In the midst of a drought in Northland, thieves have stolen about 40,000 litres of water from a small school's tanks.
Principal Sonya Kaihe of Tinopai School, southeast of Ruawai, has reported the theft to Dargaville police after the school realised the water was missing at the beginning of the month.
She told RNZ's Morning Report they had checked the water levels and the tanks were full about three weeks earlier.
"On the 10th of January we have a huge big fishing competition at our little school on the Saturday so I got the community members to check the tanks, make sure we had enough water," she said.
"They were close to the top so that was fantastic, we knew that both tanks were fairly full."
However, the tanks were empty when they checked again at the start of the term.
"We got a directive from the ministry to make sure that we had a drought plan in place when school restarted so I thought I'd better just get my caretaker check the tanks again, make sure that we know how much water we're using every day.
"He came back and said 'Son, they're empty'. Now, this is three weeks after they'd last been checked with no kids at school, so both tanks were emptied, we could not believe it. Devastated.
"We started thinking 'okay what's happened, have we got a leak?' I rang my board, I rang the parents, they all came up to the school, we were looking around saying 'right, where's the big green patch of grass that the water might have leaked to' - absolutely nothing.
"We started, unfortunately, thinking 'has our water been stolen?' and we just came to the conclusion that there could be no other answer."
A local water carrier had filled up one of the two tanks on the first day of school at a cost of $200. Dargaville police are investigating the theft.
Kaihe said the normally welcoming and open school community was shocked and having to consider countermeasures.
"We're a little country school right next to a beautiful harbour, the Kaipara Harbour, and I guess really we've never had theft," she said.
"I've been here nearly seven years now, we don't have theft, we don't have vandalism. Our school is open during holidays, school holidays for anybody to come in, we have lots of holidaymakers who come in.
"We're an open book and we welcome and love people coming into our school but this has certainly turned us.
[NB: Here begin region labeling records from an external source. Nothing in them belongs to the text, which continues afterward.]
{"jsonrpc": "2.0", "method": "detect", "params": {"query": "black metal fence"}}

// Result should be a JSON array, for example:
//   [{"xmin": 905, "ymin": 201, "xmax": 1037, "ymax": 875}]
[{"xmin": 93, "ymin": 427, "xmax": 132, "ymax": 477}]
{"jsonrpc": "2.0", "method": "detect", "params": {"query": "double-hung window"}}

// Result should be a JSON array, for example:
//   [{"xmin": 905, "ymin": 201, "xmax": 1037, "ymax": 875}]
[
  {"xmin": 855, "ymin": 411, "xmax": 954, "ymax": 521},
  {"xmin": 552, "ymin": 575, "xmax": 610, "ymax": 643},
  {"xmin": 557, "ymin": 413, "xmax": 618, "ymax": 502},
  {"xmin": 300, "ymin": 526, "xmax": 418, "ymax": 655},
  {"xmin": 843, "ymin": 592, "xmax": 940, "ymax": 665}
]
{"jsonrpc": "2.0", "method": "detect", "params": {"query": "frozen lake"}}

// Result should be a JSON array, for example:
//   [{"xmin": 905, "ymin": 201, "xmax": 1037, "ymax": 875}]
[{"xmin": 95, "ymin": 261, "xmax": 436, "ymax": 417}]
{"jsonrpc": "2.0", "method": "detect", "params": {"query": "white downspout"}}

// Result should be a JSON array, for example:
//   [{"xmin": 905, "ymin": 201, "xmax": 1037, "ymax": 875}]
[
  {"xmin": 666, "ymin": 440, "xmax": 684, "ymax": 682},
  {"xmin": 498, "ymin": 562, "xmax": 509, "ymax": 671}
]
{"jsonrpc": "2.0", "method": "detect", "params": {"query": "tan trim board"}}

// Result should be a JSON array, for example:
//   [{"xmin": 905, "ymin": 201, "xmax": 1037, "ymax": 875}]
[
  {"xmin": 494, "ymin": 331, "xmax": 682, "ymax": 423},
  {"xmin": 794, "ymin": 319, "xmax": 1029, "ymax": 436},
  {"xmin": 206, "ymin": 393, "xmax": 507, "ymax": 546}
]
"We've actually become quite devastated and had to start thinking 'what are we going to do?' The board is especially thinking what processes do we need to put in place to stop this happening."
She said the theft from the children was despicable, but the school would not be closing.
"We're definitely not going to close. The nearest school is a long way from here and our first priority is our tamariki and I guess stealing from the tamariki is what has devastated us the most.
"These are our kids and our community that we love. It's a beautiful little community with such a beautiful heart.
"Stealing from the tamariki - I don't know anybody who would have a clear conscience after doing that."